From various kinds of SVM software packages, LIBSVM 3.1 [3] with the RBF kernel was chosen in our experiment. 10-fold corss validation method is used to calculate the accuracy. In Table 1, the results for the Ecoli data set show us that Ecoli data set [15] has very different numbers of features deleted for different classes with class-dependent feature selection. The result on the Cleveland Heart Disease data (Table 2) [9] also show that different classes have very different feature subsets. Class 1 has few features removed, i.e., on average 1.9 (Table 3). While for class 2, 3, 4 and 5, the number of features deleted in the 10 simulations are on average within the range of [9, 12].

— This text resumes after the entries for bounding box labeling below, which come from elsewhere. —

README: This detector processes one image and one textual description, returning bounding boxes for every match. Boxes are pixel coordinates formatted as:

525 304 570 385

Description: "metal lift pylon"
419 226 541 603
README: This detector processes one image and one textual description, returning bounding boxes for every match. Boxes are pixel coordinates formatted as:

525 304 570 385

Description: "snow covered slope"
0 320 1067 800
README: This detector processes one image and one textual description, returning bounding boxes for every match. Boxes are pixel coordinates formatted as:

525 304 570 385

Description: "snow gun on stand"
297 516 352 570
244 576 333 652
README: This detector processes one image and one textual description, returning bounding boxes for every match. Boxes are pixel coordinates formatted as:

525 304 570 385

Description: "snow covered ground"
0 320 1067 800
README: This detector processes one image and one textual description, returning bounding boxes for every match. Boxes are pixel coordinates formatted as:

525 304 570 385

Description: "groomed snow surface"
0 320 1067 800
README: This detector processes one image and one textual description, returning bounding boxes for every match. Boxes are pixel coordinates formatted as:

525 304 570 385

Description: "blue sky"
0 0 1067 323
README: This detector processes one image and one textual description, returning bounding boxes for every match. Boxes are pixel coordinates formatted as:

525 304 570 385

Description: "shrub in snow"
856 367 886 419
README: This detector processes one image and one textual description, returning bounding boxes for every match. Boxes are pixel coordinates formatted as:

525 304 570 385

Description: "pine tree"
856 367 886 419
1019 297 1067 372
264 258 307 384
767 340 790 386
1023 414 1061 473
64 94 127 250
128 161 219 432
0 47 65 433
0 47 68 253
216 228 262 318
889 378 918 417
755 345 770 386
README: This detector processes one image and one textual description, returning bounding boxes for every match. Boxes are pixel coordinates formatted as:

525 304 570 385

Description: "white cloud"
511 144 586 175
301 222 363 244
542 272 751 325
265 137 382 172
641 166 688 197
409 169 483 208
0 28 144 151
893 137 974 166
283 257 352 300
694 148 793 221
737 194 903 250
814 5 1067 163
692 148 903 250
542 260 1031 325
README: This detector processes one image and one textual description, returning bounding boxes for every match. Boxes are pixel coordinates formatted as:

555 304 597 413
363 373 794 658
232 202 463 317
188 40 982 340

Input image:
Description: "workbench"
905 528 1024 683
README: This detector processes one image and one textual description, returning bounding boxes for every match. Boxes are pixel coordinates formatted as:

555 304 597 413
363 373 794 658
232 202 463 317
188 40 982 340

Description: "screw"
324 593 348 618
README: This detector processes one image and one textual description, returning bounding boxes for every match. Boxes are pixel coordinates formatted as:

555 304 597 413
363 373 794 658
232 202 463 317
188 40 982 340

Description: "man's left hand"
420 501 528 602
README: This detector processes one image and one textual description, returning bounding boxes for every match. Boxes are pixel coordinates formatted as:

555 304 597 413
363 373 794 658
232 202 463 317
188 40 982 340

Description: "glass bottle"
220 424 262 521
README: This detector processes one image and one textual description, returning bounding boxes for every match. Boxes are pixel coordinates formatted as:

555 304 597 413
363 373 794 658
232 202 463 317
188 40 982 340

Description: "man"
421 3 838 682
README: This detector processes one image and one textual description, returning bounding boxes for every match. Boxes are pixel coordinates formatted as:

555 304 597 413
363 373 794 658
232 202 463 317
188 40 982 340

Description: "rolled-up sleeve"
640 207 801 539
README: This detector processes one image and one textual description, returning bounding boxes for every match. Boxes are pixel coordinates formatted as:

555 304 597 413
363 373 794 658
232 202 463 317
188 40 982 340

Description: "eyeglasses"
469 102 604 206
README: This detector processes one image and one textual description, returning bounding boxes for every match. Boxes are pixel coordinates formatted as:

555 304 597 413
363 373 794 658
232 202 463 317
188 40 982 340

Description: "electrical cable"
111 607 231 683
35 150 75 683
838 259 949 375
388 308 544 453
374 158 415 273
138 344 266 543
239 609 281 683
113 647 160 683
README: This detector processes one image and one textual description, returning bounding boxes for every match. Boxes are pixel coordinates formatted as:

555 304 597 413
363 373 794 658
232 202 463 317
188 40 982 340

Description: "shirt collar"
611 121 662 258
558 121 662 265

Table 1 Feature selection results for the Ecoli data set
Table 2 Feature selection results for the Cleveland heart disease data set
Table 3 Classification accuracy comparisons among different feature selection methods for the two biomedical data sets

In Table 3, we present classification accuracies for 3 different conditions, i.e., without feature selection and with class-dependent and class-independent feature selection. The obvious improvement on the classification accuracy is for the Cleveland data set. Compared with the accuracy on the data without feature selection, our method has the accuracy increased by about 3 %. Compared with that of the class-independent method, our method has increased the accuracy from 56.23 to 58.61 %.

4 Conclusions

In this paper, we demonstrated an approach to class-dependent feature selection. We adopted class separability measure [11] to evaluate feature importance, based on which an optimal feature subset was determined for each class through the SVM. The experimental results for two biomedical data sets [27] show that each class has a different feature subset which includes representative features for classifying the current class from the other classes, and the corresponding classifier can improve or at least maintain the classification accuracy using those class-dependent feature subsets.